Seine Intendanz an den Kammerspielen mag „erst“ in der nächsten Spielzeit beginnen. Aber Matthias Lilienthal ist schon präsent in München, ist bei allen möglichen Premieren zu sehen, nimmt an Diskussionen teil, zum Beispiel zum leidigen Thema Konzertsaal, wobei ihm da die Einrichtung eines Migrationsmuseums doch viel wichtiger wäre.

Und er möchte offenbar nicht nur tolles Theater an der Maximilianstraße veranstalten, sondern auch ein bisschen am Erscheinungsbild der Stadt basteln.

„Shabbyshabby Apartments“ heißt der Wettbewerb, den die Kammerspiele zusammen mit dem Architektur-Kollektiv raumlaborberlin ausrichten: Bis zum 30. März waren Architekturstudierende, Urbanismusforscher, aber auch Ottonormalwohner dazu eingeladen, Entwürfe für Wohnungen einzureichen, die sich innerhalb von zehn Tagen aufbauen und vorübergehend bewohnen lassen.

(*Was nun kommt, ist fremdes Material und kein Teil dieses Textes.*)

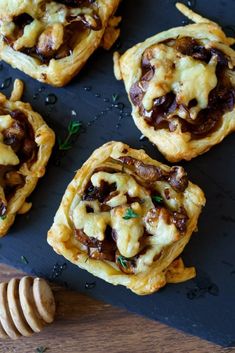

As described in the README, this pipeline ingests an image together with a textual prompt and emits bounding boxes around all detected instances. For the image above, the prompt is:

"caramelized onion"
[119,156,188,192]
[129,36,234,137]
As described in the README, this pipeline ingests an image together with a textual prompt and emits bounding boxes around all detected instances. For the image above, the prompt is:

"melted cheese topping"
[14,20,44,51]
[0,114,14,130]
[72,171,180,271]
[43,2,68,24]
[0,1,97,52]
[0,115,19,166]
[73,200,110,241]
[142,43,218,119]
[0,0,45,21]
[0,21,15,36]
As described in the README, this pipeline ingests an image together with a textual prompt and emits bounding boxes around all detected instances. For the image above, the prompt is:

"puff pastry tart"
[0,0,121,87]
[47,141,205,295]
[114,3,235,162]
[0,79,55,236]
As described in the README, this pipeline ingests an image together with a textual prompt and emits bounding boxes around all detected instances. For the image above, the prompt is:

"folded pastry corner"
[0,79,55,236]
[0,0,121,87]
[48,141,205,295]
[114,3,235,162]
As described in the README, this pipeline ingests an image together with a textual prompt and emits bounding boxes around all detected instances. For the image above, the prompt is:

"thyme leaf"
[117,255,128,269]
[0,215,6,220]
[152,195,163,203]
[123,208,139,220]
[112,93,119,102]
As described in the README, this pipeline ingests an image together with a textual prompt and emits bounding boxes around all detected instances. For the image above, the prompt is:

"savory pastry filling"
[114,3,235,162]
[0,0,102,64]
[72,156,189,275]
[0,109,38,218]
[48,142,205,294]
[130,36,235,138]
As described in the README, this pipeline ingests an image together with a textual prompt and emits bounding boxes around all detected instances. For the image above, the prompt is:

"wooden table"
[0,263,234,353]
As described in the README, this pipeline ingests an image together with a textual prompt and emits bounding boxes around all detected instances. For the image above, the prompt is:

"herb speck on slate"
[21,256,29,265]
[58,120,82,151]
[112,93,119,102]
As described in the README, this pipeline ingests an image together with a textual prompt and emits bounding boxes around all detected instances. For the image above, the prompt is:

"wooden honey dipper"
[0,276,56,339]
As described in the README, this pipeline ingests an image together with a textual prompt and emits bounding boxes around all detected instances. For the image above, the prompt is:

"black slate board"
[0,0,235,347]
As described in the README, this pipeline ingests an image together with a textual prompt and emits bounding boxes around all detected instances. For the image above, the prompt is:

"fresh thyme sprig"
[58,120,82,151]
[123,208,139,220]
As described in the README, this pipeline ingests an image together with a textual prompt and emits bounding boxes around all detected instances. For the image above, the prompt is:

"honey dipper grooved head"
[33,278,56,323]
[0,276,56,340]
[0,320,7,339]
[7,278,33,337]
[19,277,45,333]
[0,282,20,340]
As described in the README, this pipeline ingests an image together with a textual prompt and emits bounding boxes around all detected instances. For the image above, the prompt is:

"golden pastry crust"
[47,141,205,295]
[114,3,235,162]
[0,79,55,236]
[0,0,121,87]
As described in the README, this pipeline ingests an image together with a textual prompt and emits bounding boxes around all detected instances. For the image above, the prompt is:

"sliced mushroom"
[75,227,116,262]
[3,120,25,152]
[171,207,189,233]
[119,156,188,192]
[119,156,166,181]
[5,171,24,187]
[168,166,188,192]
[37,24,64,58]
[75,229,101,248]
[21,138,37,159]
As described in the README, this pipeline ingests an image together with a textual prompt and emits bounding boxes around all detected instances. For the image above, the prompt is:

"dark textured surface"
[0,0,235,347]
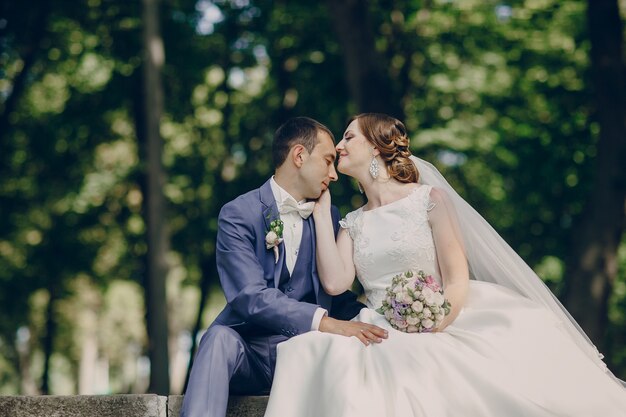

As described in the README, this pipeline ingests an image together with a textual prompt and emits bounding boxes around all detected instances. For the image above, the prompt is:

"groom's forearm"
[311,307,328,331]
[228,283,320,336]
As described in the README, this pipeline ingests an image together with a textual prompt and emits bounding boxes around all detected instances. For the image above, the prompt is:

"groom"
[181,117,387,417]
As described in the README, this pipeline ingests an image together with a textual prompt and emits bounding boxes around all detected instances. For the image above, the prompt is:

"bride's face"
[336,119,374,177]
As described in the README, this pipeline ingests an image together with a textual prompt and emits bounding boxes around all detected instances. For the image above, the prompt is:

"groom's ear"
[291,144,307,168]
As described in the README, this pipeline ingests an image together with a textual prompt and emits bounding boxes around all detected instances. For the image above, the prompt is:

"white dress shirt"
[270,177,327,331]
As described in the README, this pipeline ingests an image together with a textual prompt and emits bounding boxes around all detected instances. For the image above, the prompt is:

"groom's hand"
[319,316,388,346]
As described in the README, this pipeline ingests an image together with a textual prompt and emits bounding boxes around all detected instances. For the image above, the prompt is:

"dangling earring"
[357,182,364,194]
[369,157,379,179]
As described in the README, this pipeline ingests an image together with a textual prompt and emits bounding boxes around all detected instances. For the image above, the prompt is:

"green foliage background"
[1,0,625,393]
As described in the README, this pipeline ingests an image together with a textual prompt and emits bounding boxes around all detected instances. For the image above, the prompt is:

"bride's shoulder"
[412,185,448,212]
[338,207,364,237]
[424,186,456,221]
[340,207,363,223]
[427,186,447,205]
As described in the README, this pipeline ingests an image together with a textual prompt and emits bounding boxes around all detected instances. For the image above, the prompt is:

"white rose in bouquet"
[406,316,420,326]
[421,319,435,330]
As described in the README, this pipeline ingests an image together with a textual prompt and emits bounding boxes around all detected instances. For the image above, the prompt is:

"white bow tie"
[278,199,315,219]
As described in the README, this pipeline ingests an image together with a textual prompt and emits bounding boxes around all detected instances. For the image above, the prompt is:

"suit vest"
[277,217,316,305]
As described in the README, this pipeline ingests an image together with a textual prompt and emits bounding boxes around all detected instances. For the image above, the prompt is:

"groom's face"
[298,131,338,199]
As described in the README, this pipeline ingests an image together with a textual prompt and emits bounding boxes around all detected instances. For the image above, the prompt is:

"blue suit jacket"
[213,179,363,338]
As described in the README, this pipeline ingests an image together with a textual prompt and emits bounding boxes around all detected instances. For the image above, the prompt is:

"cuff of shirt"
[311,307,328,331]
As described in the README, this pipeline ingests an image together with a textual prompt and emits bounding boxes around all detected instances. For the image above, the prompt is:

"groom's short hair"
[272,117,335,168]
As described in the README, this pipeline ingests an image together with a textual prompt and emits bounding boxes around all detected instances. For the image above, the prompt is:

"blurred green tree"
[1,0,625,393]
[560,0,626,355]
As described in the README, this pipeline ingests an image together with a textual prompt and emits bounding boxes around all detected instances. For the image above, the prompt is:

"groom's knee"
[199,325,245,362]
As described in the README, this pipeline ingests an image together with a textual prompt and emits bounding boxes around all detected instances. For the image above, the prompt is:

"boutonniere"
[265,219,284,264]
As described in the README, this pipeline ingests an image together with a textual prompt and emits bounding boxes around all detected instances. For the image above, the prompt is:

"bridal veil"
[411,155,624,386]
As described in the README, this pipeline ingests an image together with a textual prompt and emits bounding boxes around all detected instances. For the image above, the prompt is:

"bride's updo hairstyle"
[351,113,419,183]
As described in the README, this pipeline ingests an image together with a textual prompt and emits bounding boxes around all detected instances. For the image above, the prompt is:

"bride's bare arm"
[312,190,356,295]
[313,190,388,345]
[428,187,470,331]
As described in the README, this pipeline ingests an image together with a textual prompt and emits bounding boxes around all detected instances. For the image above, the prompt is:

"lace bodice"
[340,185,440,309]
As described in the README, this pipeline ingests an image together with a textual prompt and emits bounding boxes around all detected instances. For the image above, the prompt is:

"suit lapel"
[260,179,285,289]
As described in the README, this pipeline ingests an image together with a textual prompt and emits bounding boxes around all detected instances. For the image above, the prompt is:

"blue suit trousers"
[180,325,288,417]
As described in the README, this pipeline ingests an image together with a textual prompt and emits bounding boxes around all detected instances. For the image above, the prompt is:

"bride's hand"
[313,188,332,218]
[432,325,446,333]
[432,316,453,332]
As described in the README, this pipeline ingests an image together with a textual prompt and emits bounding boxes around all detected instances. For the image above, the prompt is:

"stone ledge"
[168,395,268,417]
[0,394,167,417]
[0,395,269,417]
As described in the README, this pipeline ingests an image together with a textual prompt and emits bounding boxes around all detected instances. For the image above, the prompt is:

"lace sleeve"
[338,209,361,240]
[424,185,437,212]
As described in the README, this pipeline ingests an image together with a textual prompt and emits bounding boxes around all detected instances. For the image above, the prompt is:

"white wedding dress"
[264,185,626,417]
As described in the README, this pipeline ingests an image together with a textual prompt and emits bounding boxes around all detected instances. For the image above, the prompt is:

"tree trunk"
[562,0,626,352]
[141,0,170,395]
[78,303,99,394]
[15,325,38,394]
[0,2,50,143]
[40,286,57,394]
[324,0,403,118]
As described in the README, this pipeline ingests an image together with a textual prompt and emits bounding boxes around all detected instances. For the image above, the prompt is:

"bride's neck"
[361,178,413,209]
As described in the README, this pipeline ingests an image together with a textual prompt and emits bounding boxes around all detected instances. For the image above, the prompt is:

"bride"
[263,113,626,416]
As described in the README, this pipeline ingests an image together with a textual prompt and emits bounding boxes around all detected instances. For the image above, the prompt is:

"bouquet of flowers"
[376,270,451,333]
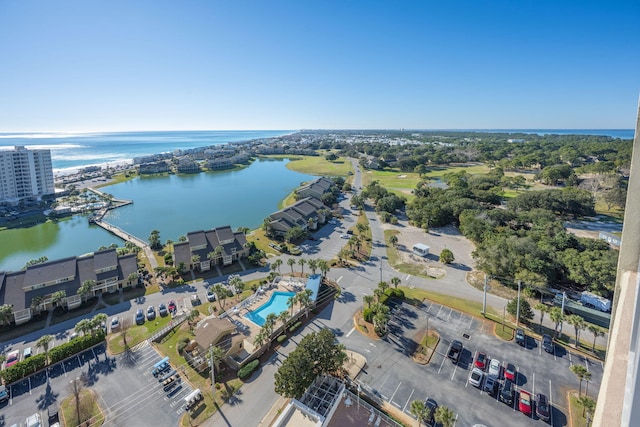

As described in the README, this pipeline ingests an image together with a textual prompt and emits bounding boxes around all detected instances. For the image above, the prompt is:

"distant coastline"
[0,129,633,176]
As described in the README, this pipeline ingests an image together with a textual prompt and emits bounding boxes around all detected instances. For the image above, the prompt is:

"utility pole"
[516,280,522,328]
[210,344,215,390]
[560,292,567,335]
[482,274,488,317]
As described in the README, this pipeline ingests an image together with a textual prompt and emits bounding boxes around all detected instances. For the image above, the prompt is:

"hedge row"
[288,321,302,333]
[238,359,260,380]
[1,332,105,384]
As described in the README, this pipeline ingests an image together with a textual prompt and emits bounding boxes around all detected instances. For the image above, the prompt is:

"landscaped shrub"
[363,308,373,323]
[164,253,173,265]
[177,337,190,354]
[385,288,405,299]
[288,321,302,333]
[238,359,260,380]
[277,335,287,343]
[1,353,47,384]
[49,332,106,364]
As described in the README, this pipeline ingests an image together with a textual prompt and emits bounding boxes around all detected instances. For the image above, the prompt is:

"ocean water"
[461,129,635,139]
[0,130,293,175]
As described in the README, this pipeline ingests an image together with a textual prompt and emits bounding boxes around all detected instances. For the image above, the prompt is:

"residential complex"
[0,146,55,204]
[0,249,138,325]
[173,225,250,272]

Billige Kunst-Bauten als provokante Alternative

Eine ähnliche Idee hat Lilienthal mit raumlaborberlin 2014 beim Festival Theater der Welt in Mannheim verwirklicht: Dort wurden temporäre Hotelzimmer entwickelt und in der Stadt verteilt. Als er in München nun mit Schauspielern der Kammerspiele sprach, so Lilienthal, hätten weniger die Gagen eine Rolle gespielt als die Frage, wie man in dieser teuren Stadt überhaupt noch wohnen kann.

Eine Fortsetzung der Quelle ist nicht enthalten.